If you are saying Rust consumers want something lower level than you’re willing to make stable, just give them a higher level one and tell them to be happy with it because it matches your design philosophy.
bobbylarrybobby|5 months ago
``` df.with_column( map_multiple( |columns| { let col1 = columns[0].i32()?; let col2 = columns[1].str()?; let col3 = columns[3].f64()?; col1.into_iter() .zip(col2) .zip(col3) .map(|((x1, x2), x3)| { let (x1, x2, x3) = (x1?, x2?, x3?); Some(func(x1, x2, x3)) }) .collect::<StringChunked>() .into_column() }, [col("a"), col("b"), col("c")], GetOutput::from_type(DataType::String), ) .alias("new_col"), ); ```
Not much polars can do about that in Rust, that's just what the language requires.
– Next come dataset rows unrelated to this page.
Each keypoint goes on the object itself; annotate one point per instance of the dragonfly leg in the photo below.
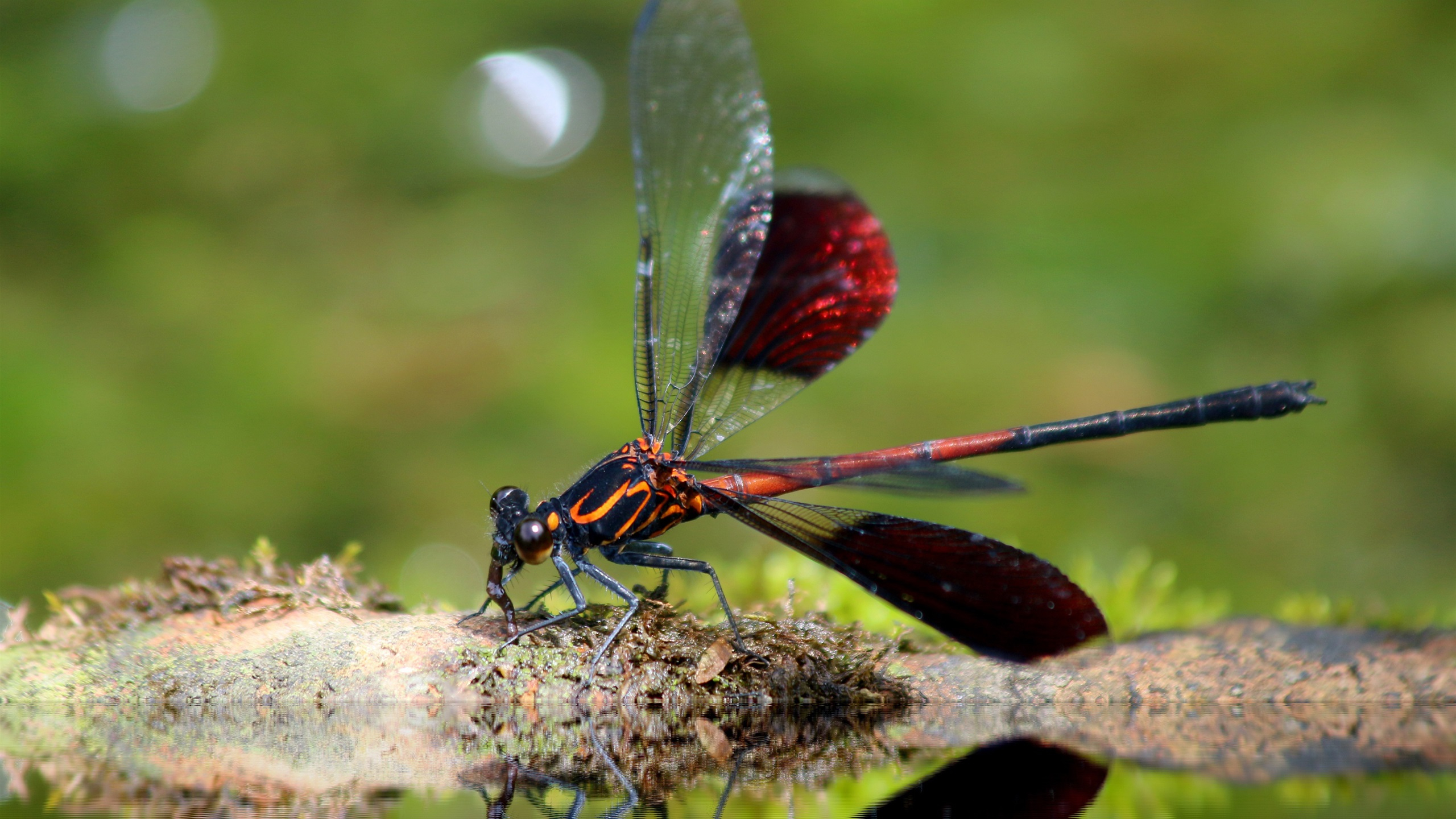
(651, 548)
(660, 594)
(631, 554)
(495, 591)
(617, 588)
(548, 591)
(576, 595)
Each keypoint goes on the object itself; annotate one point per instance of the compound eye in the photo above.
(508, 496)
(532, 540)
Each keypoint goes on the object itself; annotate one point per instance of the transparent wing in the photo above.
(825, 282)
(704, 183)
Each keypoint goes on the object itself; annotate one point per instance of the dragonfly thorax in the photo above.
(631, 494)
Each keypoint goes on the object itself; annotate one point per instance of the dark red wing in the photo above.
(911, 477)
(825, 282)
(981, 592)
(1010, 780)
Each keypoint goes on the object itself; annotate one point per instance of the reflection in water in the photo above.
(1017, 779)
(673, 761)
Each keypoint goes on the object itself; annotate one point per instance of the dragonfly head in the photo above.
(524, 534)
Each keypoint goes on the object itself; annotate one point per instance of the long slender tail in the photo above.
(1244, 404)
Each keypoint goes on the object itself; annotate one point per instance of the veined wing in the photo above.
(704, 183)
(825, 282)
(915, 477)
(981, 592)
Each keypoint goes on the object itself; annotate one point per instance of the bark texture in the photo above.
(318, 655)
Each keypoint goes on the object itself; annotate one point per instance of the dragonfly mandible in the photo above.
(750, 284)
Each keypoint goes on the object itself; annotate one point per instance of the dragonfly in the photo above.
(750, 284)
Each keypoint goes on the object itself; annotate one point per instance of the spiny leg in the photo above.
(487, 604)
(617, 588)
(638, 557)
(660, 594)
(547, 591)
(576, 595)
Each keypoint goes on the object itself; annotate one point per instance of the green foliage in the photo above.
(1139, 595)
(293, 307)
(1312, 608)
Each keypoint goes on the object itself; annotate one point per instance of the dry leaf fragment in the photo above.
(713, 660)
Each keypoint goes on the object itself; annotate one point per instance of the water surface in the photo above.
(450, 760)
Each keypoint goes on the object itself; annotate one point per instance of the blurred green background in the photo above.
(296, 308)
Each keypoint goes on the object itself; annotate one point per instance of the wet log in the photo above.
(311, 653)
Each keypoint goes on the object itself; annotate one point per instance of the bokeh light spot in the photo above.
(532, 111)
(158, 55)
(443, 574)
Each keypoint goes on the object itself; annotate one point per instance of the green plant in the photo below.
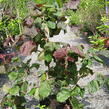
(88, 14)
(59, 80)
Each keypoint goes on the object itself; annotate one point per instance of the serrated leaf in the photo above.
(45, 89)
(48, 57)
(63, 95)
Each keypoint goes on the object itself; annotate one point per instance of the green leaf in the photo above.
(63, 95)
(13, 75)
(14, 90)
(51, 24)
(77, 91)
(45, 89)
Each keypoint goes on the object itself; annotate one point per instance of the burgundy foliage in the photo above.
(62, 53)
(27, 48)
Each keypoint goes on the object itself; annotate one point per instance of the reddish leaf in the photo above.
(27, 48)
(77, 51)
(62, 53)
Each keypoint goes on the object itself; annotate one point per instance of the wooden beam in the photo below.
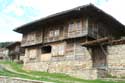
(94, 42)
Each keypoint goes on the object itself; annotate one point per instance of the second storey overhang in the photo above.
(88, 11)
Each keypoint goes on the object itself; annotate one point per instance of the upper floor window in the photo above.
(78, 24)
(75, 25)
(71, 26)
(54, 33)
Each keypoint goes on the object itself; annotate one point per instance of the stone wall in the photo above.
(116, 60)
(78, 69)
(4, 79)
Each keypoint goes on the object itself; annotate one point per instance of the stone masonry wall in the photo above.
(73, 68)
(116, 60)
(4, 79)
(78, 65)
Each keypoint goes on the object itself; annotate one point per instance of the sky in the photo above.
(14, 13)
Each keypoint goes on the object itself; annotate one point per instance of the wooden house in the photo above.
(74, 42)
(15, 52)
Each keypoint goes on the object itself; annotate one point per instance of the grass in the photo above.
(44, 76)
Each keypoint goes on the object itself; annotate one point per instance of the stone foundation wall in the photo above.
(4, 79)
(80, 69)
(116, 60)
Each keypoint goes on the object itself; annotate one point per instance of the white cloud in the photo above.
(116, 9)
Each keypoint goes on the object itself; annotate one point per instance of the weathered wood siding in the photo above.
(55, 32)
(32, 38)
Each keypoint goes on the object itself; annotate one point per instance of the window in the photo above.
(78, 24)
(71, 26)
(51, 34)
(54, 33)
(46, 49)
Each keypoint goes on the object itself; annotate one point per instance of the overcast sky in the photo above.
(14, 13)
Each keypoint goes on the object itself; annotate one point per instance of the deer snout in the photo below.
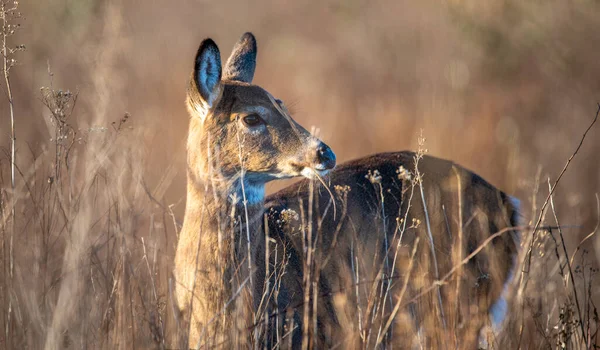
(325, 158)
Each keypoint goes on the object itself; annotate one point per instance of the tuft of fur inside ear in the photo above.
(207, 71)
(242, 62)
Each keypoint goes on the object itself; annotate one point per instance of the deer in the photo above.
(393, 249)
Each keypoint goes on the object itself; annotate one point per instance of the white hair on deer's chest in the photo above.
(251, 193)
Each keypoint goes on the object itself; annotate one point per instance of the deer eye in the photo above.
(252, 120)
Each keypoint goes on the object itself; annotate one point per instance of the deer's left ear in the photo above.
(207, 71)
(242, 62)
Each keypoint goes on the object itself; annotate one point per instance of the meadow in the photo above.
(96, 90)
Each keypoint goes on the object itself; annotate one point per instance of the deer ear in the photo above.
(242, 62)
(207, 71)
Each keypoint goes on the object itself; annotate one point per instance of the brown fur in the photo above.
(335, 249)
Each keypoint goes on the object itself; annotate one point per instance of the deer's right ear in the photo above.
(207, 71)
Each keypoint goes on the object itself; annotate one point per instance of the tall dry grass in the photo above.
(505, 88)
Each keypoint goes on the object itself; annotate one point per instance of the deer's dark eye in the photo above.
(252, 120)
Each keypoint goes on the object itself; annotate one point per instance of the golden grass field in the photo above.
(505, 88)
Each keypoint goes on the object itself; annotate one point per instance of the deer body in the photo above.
(348, 261)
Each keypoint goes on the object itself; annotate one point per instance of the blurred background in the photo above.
(505, 88)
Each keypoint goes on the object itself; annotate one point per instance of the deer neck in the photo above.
(213, 247)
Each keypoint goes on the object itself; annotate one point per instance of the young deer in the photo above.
(410, 250)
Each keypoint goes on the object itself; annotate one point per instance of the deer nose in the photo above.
(325, 157)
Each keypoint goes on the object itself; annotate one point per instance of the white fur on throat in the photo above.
(309, 173)
(253, 194)
(499, 309)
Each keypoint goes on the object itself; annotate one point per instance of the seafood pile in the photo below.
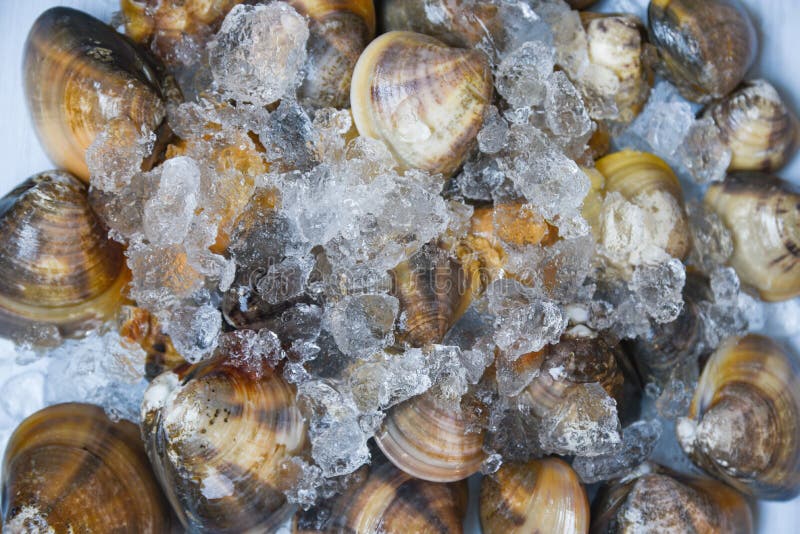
(311, 265)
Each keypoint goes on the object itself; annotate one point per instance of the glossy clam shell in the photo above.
(70, 466)
(633, 174)
(744, 421)
(706, 47)
(57, 265)
(424, 99)
(428, 438)
(455, 22)
(216, 435)
(658, 501)
(433, 290)
(538, 496)
(340, 30)
(762, 213)
(79, 74)
(755, 124)
(390, 500)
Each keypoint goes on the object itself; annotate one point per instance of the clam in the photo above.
(648, 182)
(429, 438)
(389, 500)
(743, 424)
(340, 30)
(705, 47)
(424, 99)
(79, 75)
(456, 22)
(762, 213)
(755, 124)
(433, 291)
(57, 265)
(538, 496)
(69, 468)
(217, 434)
(657, 501)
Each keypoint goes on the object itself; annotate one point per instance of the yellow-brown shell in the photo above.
(424, 99)
(57, 264)
(762, 213)
(429, 438)
(433, 291)
(69, 468)
(455, 22)
(217, 434)
(755, 124)
(79, 74)
(538, 496)
(647, 181)
(659, 502)
(706, 47)
(743, 424)
(389, 500)
(340, 30)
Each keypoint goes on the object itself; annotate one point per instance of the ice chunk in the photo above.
(259, 52)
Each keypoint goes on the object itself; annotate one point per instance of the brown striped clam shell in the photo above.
(340, 30)
(706, 47)
(217, 434)
(543, 495)
(743, 424)
(69, 468)
(389, 500)
(761, 132)
(57, 264)
(762, 212)
(429, 438)
(80, 74)
(424, 99)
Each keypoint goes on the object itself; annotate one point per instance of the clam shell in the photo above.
(762, 213)
(538, 496)
(57, 265)
(424, 99)
(758, 128)
(69, 468)
(217, 435)
(706, 47)
(79, 74)
(743, 424)
(428, 438)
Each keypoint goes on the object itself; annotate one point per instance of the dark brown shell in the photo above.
(217, 435)
(659, 501)
(70, 468)
(538, 496)
(743, 424)
(389, 500)
(706, 47)
(57, 264)
(80, 74)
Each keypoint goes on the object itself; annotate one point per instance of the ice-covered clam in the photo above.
(743, 424)
(57, 265)
(80, 74)
(430, 438)
(657, 501)
(762, 213)
(706, 47)
(340, 30)
(424, 99)
(217, 433)
(69, 468)
(389, 500)
(755, 124)
(538, 496)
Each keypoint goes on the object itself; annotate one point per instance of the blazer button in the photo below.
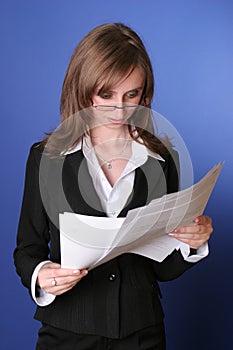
(112, 277)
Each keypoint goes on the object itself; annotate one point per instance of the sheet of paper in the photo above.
(87, 242)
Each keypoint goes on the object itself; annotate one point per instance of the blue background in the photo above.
(191, 46)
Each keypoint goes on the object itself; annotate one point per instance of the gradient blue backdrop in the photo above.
(191, 47)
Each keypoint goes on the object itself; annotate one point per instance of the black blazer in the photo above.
(118, 297)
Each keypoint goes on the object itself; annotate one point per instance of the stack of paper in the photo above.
(87, 241)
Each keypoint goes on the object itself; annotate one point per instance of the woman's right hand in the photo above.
(57, 280)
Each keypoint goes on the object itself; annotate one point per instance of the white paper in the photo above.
(88, 241)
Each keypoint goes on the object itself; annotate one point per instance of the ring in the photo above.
(54, 282)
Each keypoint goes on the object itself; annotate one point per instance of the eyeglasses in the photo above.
(113, 108)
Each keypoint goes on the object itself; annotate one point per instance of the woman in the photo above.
(111, 162)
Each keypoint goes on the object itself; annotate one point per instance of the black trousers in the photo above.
(151, 338)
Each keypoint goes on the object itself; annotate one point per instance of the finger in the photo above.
(192, 243)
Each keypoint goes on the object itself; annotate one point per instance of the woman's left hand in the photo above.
(196, 235)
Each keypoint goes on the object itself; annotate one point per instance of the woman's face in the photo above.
(125, 95)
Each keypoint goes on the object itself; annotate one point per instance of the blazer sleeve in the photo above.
(33, 228)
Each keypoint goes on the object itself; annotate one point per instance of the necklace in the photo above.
(108, 162)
But in Python it would look something like
``` df.with_columns( pl.struct("a", "b", "c") .map_elements( lambda row: func(row["a"], row["b"], row["c"]), return_dtype=pl.String ) .alias("new_col") ) ```
Obviously the performance is nowhere close to comparable because you're calling a python function for each row, but this should give a sense of how much cleaner Python tends to be.